Painted in 1992, Gerhard Richter’s Abstraktes Bild is filled with colour and movement. While greens and greys appear to dominate the composition, smouldering flickers of warm yellow and red peek through, adding a dynamism that is accentuated by the vertical and horizontal striations through which Richter has dragged paint across the canvas. These elements demonstrate the alacrity with which Richter had perfected the use of the ‘squeegee’ as a tool for painting: adapted from the wipers used by window cleaners, it was only in the mid-1980s that the artist began to apply paint with them. They have since become an almost iconic aspect of his work, even featuring in films showing Richter at work.
From a purely visual point of view, the squeegee creates complex, kaleidoscopic surfaces that are filled with seductive texture and detail. Often applying wet paint to a dried surface, Richter is able to drag the paint in a manner that creates a marbled effect; at the same time, the glimmer of colours from previous layers adds a sense of density and complexity to the composition.
Richter’s practice of allowing the paint to dry in between his interventions with the surface serves a more practical, or conceptual purpose, in that it grants him a fresh perspective on each sally. In this way, he is able to revisit his canvas in an analytical manner, working in such a way as to remove any overly evocative or even tentatively figurative elements from the composition. Richter’s abstract paintings are intended to be precisely that: abstract paintings. He works hard to remove any hint of a motif, forcing the viewer to look again and again at his work in order to seek understanding.

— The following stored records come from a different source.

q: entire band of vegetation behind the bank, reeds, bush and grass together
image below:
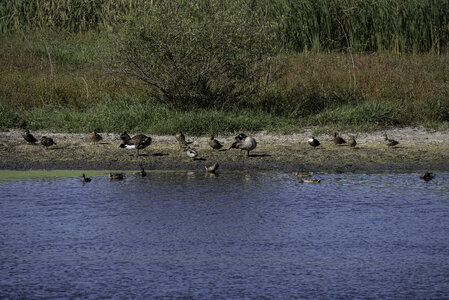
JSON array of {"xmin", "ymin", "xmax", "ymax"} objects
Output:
[{"xmin": 0, "ymin": 0, "xmax": 449, "ymax": 135}]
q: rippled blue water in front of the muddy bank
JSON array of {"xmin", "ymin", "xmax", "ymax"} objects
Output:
[{"xmin": 0, "ymin": 173, "xmax": 449, "ymax": 299}]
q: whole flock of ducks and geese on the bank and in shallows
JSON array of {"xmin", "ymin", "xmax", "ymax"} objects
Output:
[{"xmin": 22, "ymin": 130, "xmax": 435, "ymax": 183}]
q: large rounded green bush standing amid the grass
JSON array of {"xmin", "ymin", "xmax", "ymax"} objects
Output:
[{"xmin": 113, "ymin": 1, "xmax": 274, "ymax": 111}]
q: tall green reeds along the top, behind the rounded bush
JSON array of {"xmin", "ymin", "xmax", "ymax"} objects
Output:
[{"xmin": 0, "ymin": 0, "xmax": 449, "ymax": 53}]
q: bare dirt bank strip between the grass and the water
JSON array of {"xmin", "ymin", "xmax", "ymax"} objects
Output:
[{"xmin": 0, "ymin": 128, "xmax": 449, "ymax": 172}]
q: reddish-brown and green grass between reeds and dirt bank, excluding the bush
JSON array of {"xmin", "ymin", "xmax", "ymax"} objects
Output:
[{"xmin": 0, "ymin": 32, "xmax": 449, "ymax": 135}]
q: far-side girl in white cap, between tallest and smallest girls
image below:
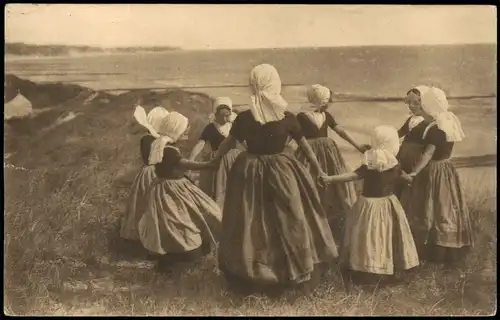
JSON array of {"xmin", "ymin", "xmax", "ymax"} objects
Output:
[{"xmin": 295, "ymin": 84, "xmax": 369, "ymax": 240}]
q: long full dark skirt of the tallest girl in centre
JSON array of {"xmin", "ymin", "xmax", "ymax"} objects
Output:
[{"xmin": 219, "ymin": 152, "xmax": 338, "ymax": 286}]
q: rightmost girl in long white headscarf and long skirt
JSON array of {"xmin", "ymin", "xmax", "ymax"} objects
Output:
[{"xmin": 403, "ymin": 87, "xmax": 473, "ymax": 267}]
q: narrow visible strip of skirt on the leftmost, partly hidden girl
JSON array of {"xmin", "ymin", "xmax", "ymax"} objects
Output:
[{"xmin": 120, "ymin": 166, "xmax": 156, "ymax": 240}]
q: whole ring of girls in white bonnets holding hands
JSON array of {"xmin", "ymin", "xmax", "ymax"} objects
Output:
[{"xmin": 121, "ymin": 64, "xmax": 473, "ymax": 292}]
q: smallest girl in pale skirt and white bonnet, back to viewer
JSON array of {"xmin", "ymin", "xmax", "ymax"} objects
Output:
[{"xmin": 322, "ymin": 126, "xmax": 419, "ymax": 282}]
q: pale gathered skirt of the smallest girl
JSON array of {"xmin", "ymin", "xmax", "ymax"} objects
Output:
[{"xmin": 341, "ymin": 195, "xmax": 419, "ymax": 275}]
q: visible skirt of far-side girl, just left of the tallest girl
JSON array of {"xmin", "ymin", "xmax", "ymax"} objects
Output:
[{"xmin": 199, "ymin": 149, "xmax": 242, "ymax": 210}]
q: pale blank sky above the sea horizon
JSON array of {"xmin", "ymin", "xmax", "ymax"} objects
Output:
[{"xmin": 5, "ymin": 4, "xmax": 497, "ymax": 50}]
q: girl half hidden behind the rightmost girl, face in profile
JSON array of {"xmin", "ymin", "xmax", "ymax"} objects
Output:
[{"xmin": 396, "ymin": 86, "xmax": 429, "ymax": 200}]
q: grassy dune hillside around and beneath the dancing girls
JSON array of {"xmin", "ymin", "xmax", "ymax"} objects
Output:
[{"xmin": 4, "ymin": 81, "xmax": 496, "ymax": 315}]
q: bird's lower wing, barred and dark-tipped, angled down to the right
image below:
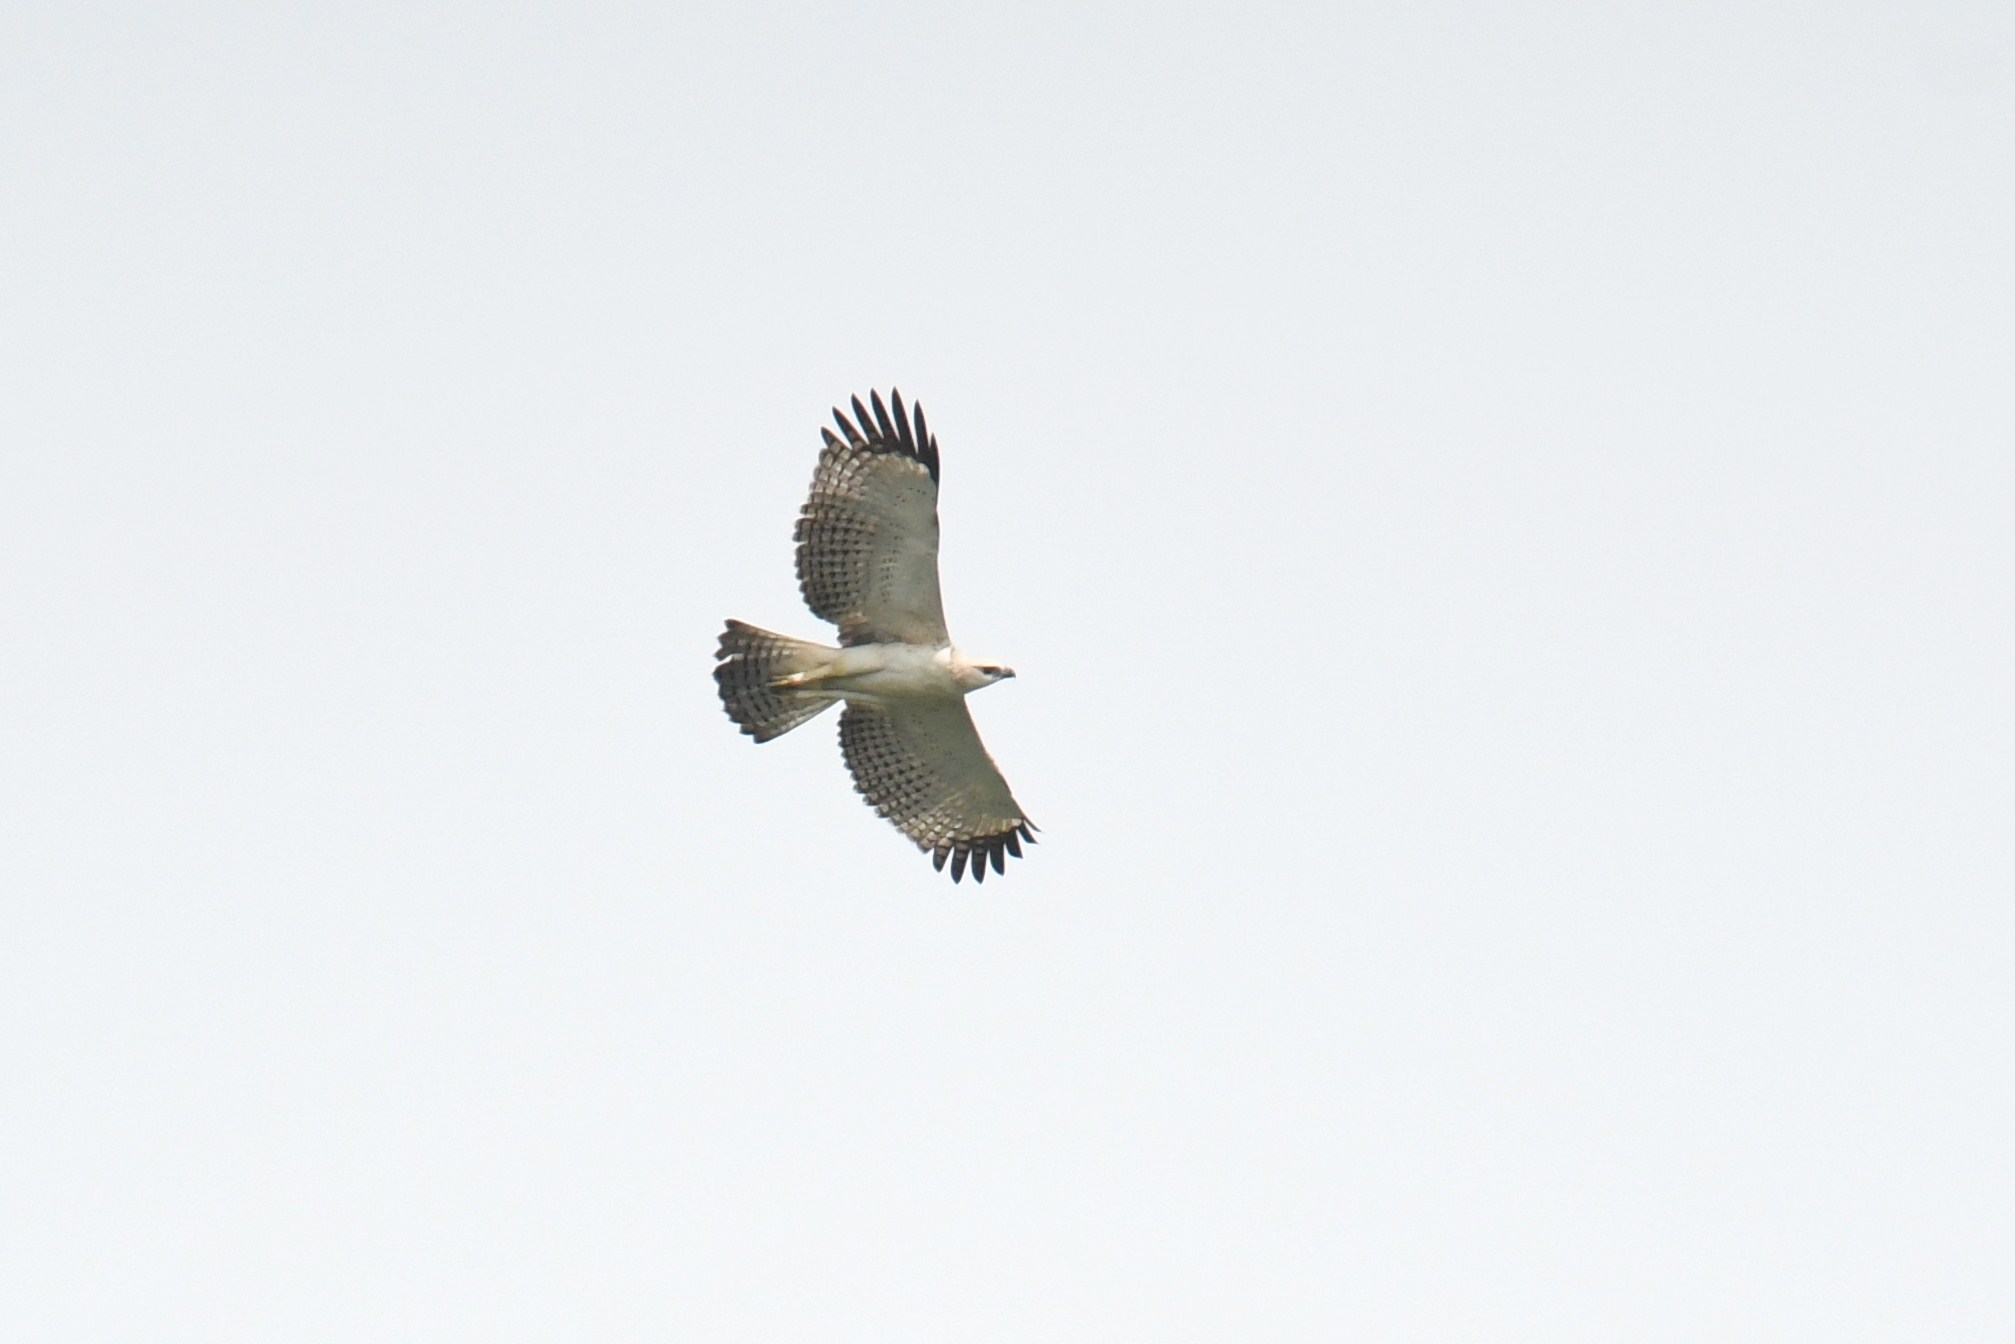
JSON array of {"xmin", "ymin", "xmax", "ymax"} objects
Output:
[{"xmin": 840, "ymin": 699, "xmax": 1036, "ymax": 883}]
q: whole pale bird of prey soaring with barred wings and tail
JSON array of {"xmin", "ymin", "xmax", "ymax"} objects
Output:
[{"xmin": 713, "ymin": 391, "xmax": 1036, "ymax": 883}]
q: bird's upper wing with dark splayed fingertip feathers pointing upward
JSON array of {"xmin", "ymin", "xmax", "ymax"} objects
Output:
[{"xmin": 798, "ymin": 393, "xmax": 949, "ymax": 645}]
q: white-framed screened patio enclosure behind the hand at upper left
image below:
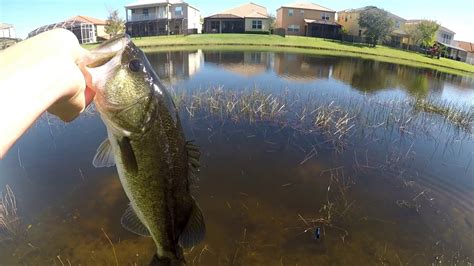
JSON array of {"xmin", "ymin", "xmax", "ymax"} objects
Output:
[{"xmin": 28, "ymin": 20, "xmax": 97, "ymax": 44}]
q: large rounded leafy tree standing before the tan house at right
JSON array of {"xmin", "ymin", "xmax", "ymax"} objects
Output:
[{"xmin": 359, "ymin": 8, "xmax": 394, "ymax": 47}]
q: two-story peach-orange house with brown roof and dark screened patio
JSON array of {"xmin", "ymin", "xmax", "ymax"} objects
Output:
[{"xmin": 276, "ymin": 3, "xmax": 341, "ymax": 38}]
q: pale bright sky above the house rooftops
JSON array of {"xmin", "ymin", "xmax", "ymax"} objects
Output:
[{"xmin": 0, "ymin": 0, "xmax": 474, "ymax": 43}]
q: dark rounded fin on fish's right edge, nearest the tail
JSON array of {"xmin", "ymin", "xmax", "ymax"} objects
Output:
[{"xmin": 179, "ymin": 198, "xmax": 206, "ymax": 248}]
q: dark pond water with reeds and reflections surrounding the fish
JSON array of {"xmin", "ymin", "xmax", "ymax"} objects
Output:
[{"xmin": 0, "ymin": 50, "xmax": 474, "ymax": 265}]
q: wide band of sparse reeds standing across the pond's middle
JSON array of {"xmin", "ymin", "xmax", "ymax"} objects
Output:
[{"xmin": 172, "ymin": 86, "xmax": 472, "ymax": 156}]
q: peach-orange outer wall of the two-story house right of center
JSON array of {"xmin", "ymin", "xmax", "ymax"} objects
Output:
[{"xmin": 277, "ymin": 7, "xmax": 336, "ymax": 36}]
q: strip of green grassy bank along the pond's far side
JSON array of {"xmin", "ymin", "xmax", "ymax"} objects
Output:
[{"xmin": 83, "ymin": 34, "xmax": 474, "ymax": 75}]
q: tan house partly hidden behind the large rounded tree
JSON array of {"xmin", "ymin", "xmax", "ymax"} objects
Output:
[{"xmin": 337, "ymin": 6, "xmax": 407, "ymax": 47}]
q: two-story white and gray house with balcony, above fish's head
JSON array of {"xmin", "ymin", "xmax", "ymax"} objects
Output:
[{"xmin": 125, "ymin": 0, "xmax": 202, "ymax": 36}]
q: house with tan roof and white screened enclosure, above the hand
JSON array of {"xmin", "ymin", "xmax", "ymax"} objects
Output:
[{"xmin": 28, "ymin": 16, "xmax": 105, "ymax": 44}]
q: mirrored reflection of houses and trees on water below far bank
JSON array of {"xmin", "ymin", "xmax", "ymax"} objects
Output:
[{"xmin": 148, "ymin": 50, "xmax": 474, "ymax": 99}]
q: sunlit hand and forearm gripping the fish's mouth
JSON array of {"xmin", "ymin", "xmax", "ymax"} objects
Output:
[{"xmin": 0, "ymin": 29, "xmax": 94, "ymax": 159}]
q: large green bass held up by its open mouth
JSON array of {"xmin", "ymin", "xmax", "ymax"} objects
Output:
[{"xmin": 87, "ymin": 35, "xmax": 206, "ymax": 265}]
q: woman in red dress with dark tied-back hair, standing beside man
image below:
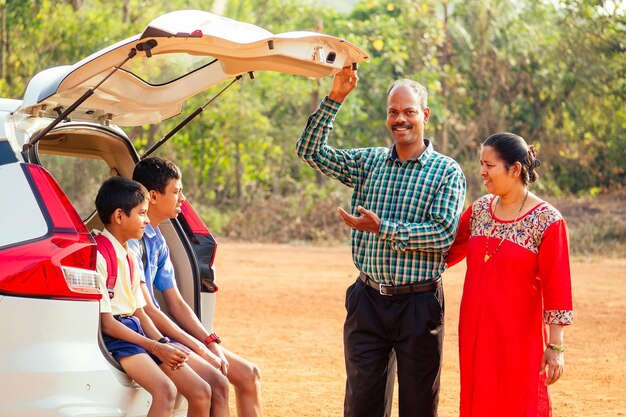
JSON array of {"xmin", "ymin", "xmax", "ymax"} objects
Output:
[{"xmin": 447, "ymin": 132, "xmax": 572, "ymax": 417}]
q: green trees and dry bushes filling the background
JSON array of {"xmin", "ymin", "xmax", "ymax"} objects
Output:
[{"xmin": 0, "ymin": 0, "xmax": 626, "ymax": 255}]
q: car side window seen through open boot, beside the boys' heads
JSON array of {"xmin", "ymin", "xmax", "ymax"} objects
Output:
[{"xmin": 38, "ymin": 152, "xmax": 110, "ymax": 221}]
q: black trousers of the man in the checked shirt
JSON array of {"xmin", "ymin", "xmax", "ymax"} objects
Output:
[{"xmin": 343, "ymin": 278, "xmax": 444, "ymax": 417}]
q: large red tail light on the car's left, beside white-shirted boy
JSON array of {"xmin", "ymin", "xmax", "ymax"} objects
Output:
[{"xmin": 0, "ymin": 164, "xmax": 102, "ymax": 300}]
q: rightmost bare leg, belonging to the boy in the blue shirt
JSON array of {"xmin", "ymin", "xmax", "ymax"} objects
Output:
[{"xmin": 222, "ymin": 347, "xmax": 263, "ymax": 417}]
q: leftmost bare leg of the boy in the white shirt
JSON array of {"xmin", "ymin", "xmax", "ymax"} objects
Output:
[{"xmin": 120, "ymin": 353, "xmax": 176, "ymax": 417}]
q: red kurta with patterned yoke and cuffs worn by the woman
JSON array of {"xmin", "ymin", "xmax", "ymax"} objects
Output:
[{"xmin": 447, "ymin": 195, "xmax": 572, "ymax": 417}]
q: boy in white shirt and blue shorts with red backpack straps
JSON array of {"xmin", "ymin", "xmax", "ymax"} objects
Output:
[{"xmin": 96, "ymin": 177, "xmax": 211, "ymax": 417}]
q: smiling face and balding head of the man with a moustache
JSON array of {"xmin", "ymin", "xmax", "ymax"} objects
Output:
[{"xmin": 387, "ymin": 86, "xmax": 430, "ymax": 146}]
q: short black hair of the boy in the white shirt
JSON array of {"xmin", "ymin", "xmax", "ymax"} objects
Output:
[{"xmin": 96, "ymin": 177, "xmax": 149, "ymax": 225}]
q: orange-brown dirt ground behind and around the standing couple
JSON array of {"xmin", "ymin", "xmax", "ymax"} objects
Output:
[{"xmin": 215, "ymin": 242, "xmax": 626, "ymax": 417}]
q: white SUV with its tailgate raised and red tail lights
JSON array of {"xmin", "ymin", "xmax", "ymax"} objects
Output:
[{"xmin": 0, "ymin": 10, "xmax": 367, "ymax": 417}]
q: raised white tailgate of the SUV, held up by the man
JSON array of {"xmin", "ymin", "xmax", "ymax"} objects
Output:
[{"xmin": 19, "ymin": 10, "xmax": 368, "ymax": 126}]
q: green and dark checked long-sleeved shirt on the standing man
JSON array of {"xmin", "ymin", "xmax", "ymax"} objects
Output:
[{"xmin": 296, "ymin": 98, "xmax": 465, "ymax": 285}]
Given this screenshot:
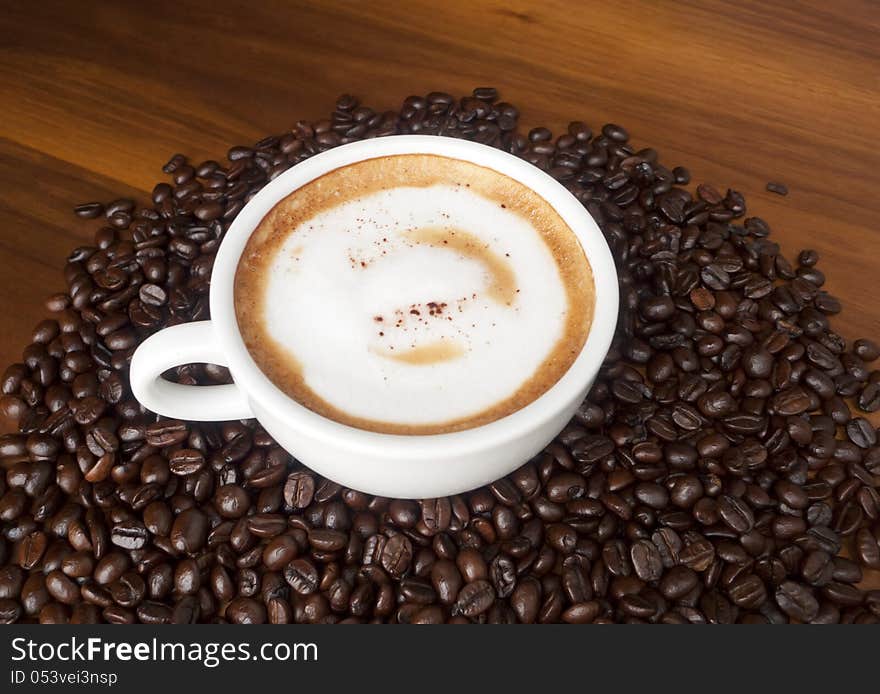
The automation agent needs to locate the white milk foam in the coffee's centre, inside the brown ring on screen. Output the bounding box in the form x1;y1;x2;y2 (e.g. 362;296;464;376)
263;183;569;426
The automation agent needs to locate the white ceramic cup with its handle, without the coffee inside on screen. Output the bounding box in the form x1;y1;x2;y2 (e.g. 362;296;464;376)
131;135;618;498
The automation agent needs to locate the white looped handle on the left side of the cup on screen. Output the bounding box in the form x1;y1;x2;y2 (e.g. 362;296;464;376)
129;321;254;422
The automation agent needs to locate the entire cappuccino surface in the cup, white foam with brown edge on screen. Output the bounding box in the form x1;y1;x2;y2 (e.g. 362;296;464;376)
235;154;594;434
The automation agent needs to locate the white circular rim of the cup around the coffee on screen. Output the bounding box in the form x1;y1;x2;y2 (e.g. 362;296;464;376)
209;135;619;459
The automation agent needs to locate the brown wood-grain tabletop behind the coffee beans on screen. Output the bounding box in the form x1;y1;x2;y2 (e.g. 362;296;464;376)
0;0;880;585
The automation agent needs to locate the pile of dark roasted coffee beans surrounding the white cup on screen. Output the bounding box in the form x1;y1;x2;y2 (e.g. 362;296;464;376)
0;88;880;624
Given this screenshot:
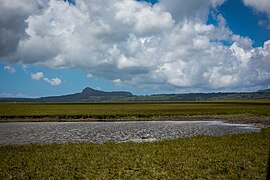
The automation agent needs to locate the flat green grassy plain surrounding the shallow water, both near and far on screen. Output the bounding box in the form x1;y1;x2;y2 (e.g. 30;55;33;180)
0;101;270;179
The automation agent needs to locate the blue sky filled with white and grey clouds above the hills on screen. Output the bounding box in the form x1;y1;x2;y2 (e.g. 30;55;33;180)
0;0;270;97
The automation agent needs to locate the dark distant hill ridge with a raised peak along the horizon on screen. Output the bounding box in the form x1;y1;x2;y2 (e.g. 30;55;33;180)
0;87;270;102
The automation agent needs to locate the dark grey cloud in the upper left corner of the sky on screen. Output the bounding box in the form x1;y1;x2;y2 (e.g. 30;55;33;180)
0;0;47;58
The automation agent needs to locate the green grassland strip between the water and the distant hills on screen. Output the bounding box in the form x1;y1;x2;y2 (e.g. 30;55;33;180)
0;101;270;120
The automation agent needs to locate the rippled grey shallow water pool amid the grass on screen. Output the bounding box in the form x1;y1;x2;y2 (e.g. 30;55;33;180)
0;121;260;145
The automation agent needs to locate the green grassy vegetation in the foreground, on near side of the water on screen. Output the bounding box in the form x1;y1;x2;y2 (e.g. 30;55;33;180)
0;129;270;179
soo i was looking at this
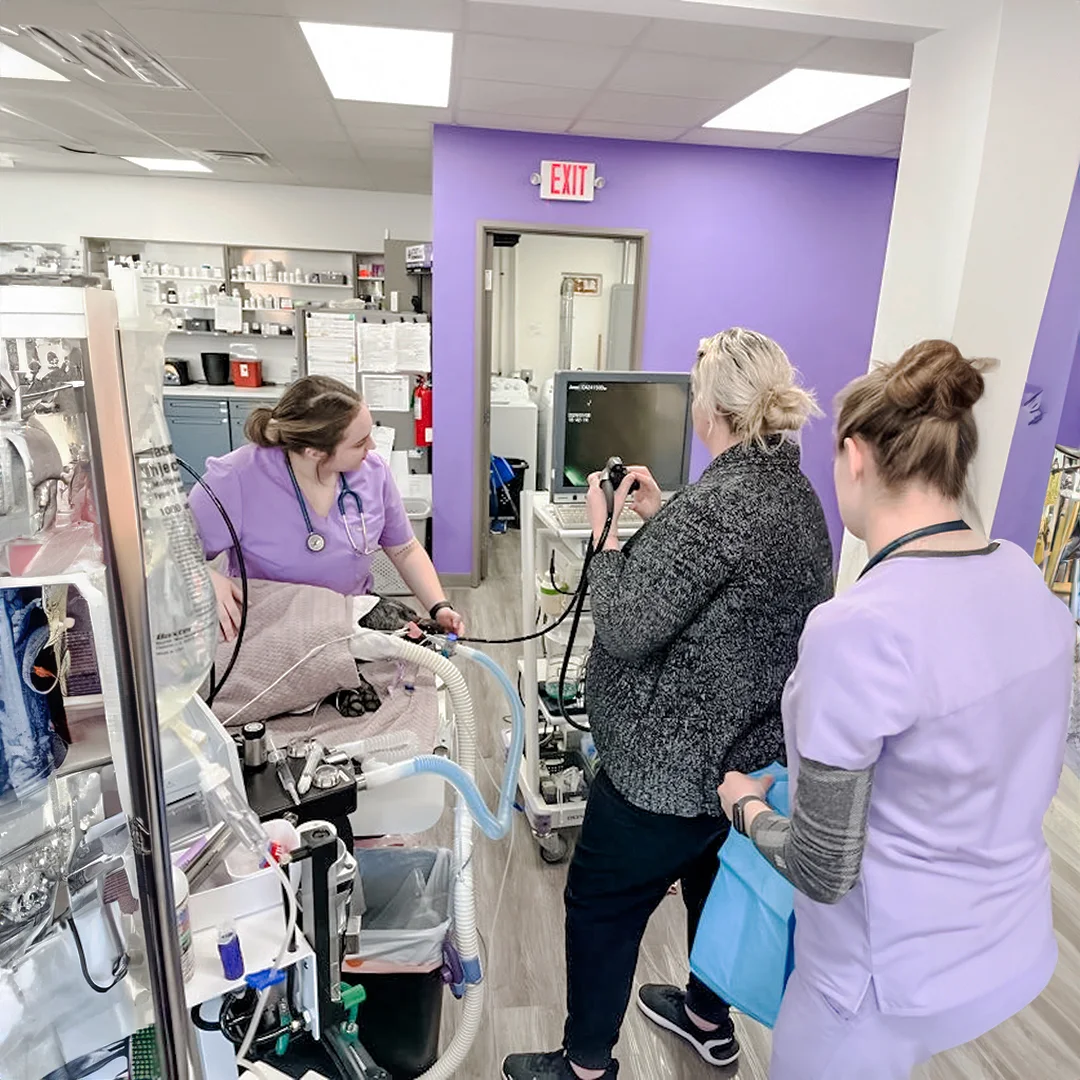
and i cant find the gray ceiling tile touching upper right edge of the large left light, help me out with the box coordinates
[459,33,622,90]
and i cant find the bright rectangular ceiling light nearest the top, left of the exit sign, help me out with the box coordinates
[300,23,454,109]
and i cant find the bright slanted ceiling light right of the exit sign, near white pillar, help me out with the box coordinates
[704,68,912,135]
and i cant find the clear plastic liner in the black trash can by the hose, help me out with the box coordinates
[341,848,454,974]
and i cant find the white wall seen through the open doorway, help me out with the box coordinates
[515,233,622,387]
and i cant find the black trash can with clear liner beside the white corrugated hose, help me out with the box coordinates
[341,848,454,1080]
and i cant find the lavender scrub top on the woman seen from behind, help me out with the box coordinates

While the lack of any legible element may seem frustrating, it also forces the viewer to open his or her mind, or interpretative faculties, appreciating each and every detail of the painted surface in the quest for elements to read. The lack of a motif in Abstraktes Bild fits with Richter’s outlook, itself coloured by his own experiences under various ideological realms in the twentieth century - Nazism, Socialism, Capitalism. He has removed any overt design, instead permitting the painting to suggest itself and evolve:
'No ideology. No religion, no belief, no meaning, no imagination, no invention, no creativity, no hope - but painting like Nature, painting as change, becoming, emerging, being-there, thusness; without an aim, and just as right, logical, perfect and incomprehensible’ (Gerhard Richter, 1985, quoted in H.-U. Obrist (ed.), Gerhard Richter: The Daily Practice of Painting. Writings and Interviews 1962-1993, trans. D. Britt, London, 1995, p. 121).
While this was already the case in Richter’s earlier abstract paintings, the use of the squeegee allowed him to tap into this notion of an ever-shifting, self-formulating order all the more eloquently. As Dietmar Elger has written:
'For Richter, the squeegee is the most important implement for integrating coincidence into his art. For years, he used it sparingly, but he came to appreciate how the structure of paint applied with a squeegee can never be completely controlled. It thus introduces a moment of surprise that often enables him to extricate himself from a creative dead-end, destroying a prior, unsatisfactory effort and opening the door to a fresh start. 'It is a good technique for switching off thinking,' Richter has said. 'Consciously, I can't calculate. But subconsciously, I can sense it. This is a nice "between' state"' (Gerhard Richter quoted in D. Elger, Gerhard Richter: A Life in Painting, trans. E.M. Solaro, Chicago & London, 2009, p. 251).